The Duke of Dunstable, a guest at Blandings Castle, wants to steal the Empress, the prize-winning pig of his host, the Earl of Emsworth. Lavender Briggs, the Earl’s secretary, will assist the Duke in order to get money for a typewriting business. Cuthbert Merriwether, another guest, will assist Briggs, or else she will inform Lady Constance, the Earl’s sister and de facto ruler of Blandings, that he is in reality the Reverend Cuthbert Bailey and staying under an assumed name to be near the girl he loves, Myra Schoonmaker, who is at Blandings because Lady Constance promised Myra’s father, the American tycoon, James Schoonmaker, that she would watch over Myra while in England. Add to this the fact that Myra, who really does love the Reverend, is engaged to Alaric, the Duke’s nephew, and that the Church lads are camping at Blandings, causing the Empress to be off her feed, and that the Earl’s grandson, George, is sticking his nose into everybody’s business. Who can straighten out this mess? Enter Frederick Altamont Cornwallis Twistleton, fifth Earl of Ickenham, a.k.a, “Uncle Fred,” who “in the late afternoon of life retained, together with a juvenile waistline, the bright enthusiasm and fresh, unspoiled outlook of a slightly inebriated undergraduate,” and whose aim in life is to spread sweetness and light, or as he otherwise puts it, “service with a smile.”

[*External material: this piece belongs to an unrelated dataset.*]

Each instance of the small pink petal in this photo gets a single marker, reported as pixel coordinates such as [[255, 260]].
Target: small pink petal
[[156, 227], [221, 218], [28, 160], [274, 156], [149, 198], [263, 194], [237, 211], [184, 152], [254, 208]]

P. G. Wodehouse (1881 – 1975), wrote some 90 novels, of which the most famous are the Jeeves and Wooster stories. They are all top-notch British farce, with not a page lacking in a chuckle and most having a good belly laugh.
So what is the point of reading them? Why should men at The Heights, a serious academic institution, bother with them? The point is, there is no point, and we’ve all grown far too serious. There is nothing so sad about our modern culture as its sadness. Gone are the days of “The Carol Burnett Show” and “The Honeymooners” when we could laugh at ourselves. Today’s humor seems to be a rapidly declining competition of “how low can you go.”
St. Philip Neri, the patron saint of cheerfulness, whose constant companions were a copy of the gospels and a book of jokes, said, “A joyful spirit attains to perfection more quickly than any other.” St. Teresa of Avila said, “May God protect me from gloomy saints.” Teenagers today, caught in a quagmire of PCism, complexes and syndromes, are especially in need of a good, clean laugh. And adults, who see the floodwaters rising all too fast, also need to keep a smile on our faces. P. G. Wodehouse does this by the page, with the added benefit of being a brilliant writer.
Some morsels:
There is something, if not sanctifying, then at least salutary in the pleasure Wodehouse provides. As Samuel Johnson put it, “Harmless pleasure is the highest praise. Pleasure is a word of dubious import; pleasure is in general dangerous, and pernicious to virtue; to be able therefore to furnish pleasure that is harmless, pleasure pure and unalloyed, is as great a power as man can possess.” And Wodehouse always delivers.
“Lord Emsworth appeared, walking across the meadow in that jerky way of his which always reminded his friends and admirers of a mechanical toy which had been insufficiently wound up.” “A momentary picture rose before her eyes of herself, armed with a stout umbrella, taking a full backswing and breaking it over her employer’s head. Even though she recognized this as but an idle dream, it comforted her a little.”
There are no questions for this: just read and enjoy. I would encourage readers to keep a pencil handy to underline favorite passages. You’ll be busy, but you’ll never be at a loss for the mot juste.